In closing arguments, Warren, representing Hayes, said obviously they didn’t anticipate being back before the judge, certainly not this early “but we’re here.”
He said he wouldn’t have taken the long distance trip to Marshall if he didn’t believe in his client and that she needed rehabilitation instead of prison.
“Thirty days to her, to someone who has never been in custody to that extent sounds like an eternity,” Warren argued. “(It’s) something that was going to change her life; something she wasn’t mentally prepared for.”
He said his client is truly an alcoholic. He argued that while she violated the court’s orders, her alcohol abuse is not an intentional disrespect to the court.
“I’d be honest I wouldn’t have driven several hours back down here if I didn’t believe she’d be pretty successful on this probation,” said Warren, adding in his 20 years of practice he’s never seen a violation of probation occur this fast.
“We’re here asking for help for this drinking problem that has led us to this courtroom,” the defense attorney added. “I’m asking to help her with her treatment and give her one more opportunity.”
In her closing arguments, Hood, for the state, pointed out Hayes’ lack of accountability.
“Michelle Hayes does not take responsibility for her actions,” Hood argued.
The prosecutor said it’s great that the defendant has a husband who believes in her and family who supports her, but they have all enabled her.
Hood further contended that the reason they are in court is not because of alcohol, but because Hayes caused injury to a child.
“We’re here because she slammed a (toddler’s) head into a crib and he had a brain bleed,” Hood said of the May 2017 incident.
Hood reminded about inconsistencies in Hayes’ story.

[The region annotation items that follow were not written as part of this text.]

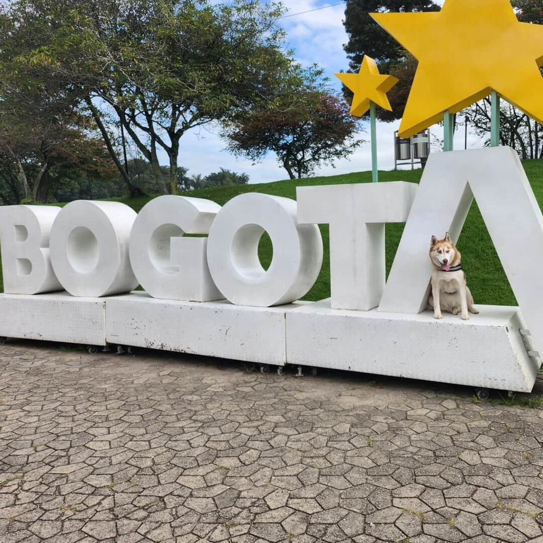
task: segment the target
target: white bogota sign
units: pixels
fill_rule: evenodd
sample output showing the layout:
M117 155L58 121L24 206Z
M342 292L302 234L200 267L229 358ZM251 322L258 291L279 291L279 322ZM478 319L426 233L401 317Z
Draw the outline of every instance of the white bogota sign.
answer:
M437 321L424 311L429 240L449 231L456 241L474 197L520 308ZM406 224L386 283L391 222ZM320 271L319 224L330 225L331 297L296 302ZM539 369L543 216L509 148L432 155L418 186L299 187L297 202L247 193L222 207L162 196L139 214L83 200L4 207L0 240L2 336L525 392ZM138 285L145 292L132 292Z

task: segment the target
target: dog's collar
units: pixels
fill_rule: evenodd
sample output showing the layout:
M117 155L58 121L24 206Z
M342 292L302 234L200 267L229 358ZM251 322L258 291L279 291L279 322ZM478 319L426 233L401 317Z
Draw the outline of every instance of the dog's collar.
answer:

“She lies about things. During her open plea (in trial), she said alcohol first played a role in it and then she said it didn’t,” said Hood. “Now she’s saying it again.

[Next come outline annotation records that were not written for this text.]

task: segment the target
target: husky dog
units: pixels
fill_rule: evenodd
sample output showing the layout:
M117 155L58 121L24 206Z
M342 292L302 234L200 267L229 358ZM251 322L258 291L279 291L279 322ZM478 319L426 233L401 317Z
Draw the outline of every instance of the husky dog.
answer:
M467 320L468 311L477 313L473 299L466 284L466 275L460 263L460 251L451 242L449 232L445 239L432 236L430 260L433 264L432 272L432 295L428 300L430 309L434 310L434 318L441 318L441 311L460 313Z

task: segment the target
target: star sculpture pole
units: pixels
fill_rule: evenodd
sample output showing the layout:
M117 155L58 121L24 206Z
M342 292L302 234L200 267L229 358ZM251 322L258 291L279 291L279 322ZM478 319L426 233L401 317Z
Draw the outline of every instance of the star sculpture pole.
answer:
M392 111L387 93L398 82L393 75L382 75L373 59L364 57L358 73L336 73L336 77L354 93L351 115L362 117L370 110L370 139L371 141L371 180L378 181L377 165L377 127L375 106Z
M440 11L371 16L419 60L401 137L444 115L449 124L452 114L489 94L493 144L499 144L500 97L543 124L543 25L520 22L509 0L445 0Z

“She manipulates people and she’s really good at it,” said Hood.
Hood said Hayes got a slap on the wrist for her injury to child case when Judge Morin gave her probation.
“She threw it right in your face,” Hood told the judge. “You went out on a limb.”
“Her husband, it’s not his responsibility to get the alcohol out of the house,” Hood added.
Hood said the victim’s family in this case has been very patient and was present in the courtroom Tuesday.
“They’ve been very patient the whole situation,” said Hood.
“So I ask can you not forget why we’re really here,” she asked the judge.
“She should not get another chance,” the prosecutor argued. “The state doesn’t think this is a probation case to begin with.
“At some point in time we’ve got to take responsibility for ourselves,” said Hood.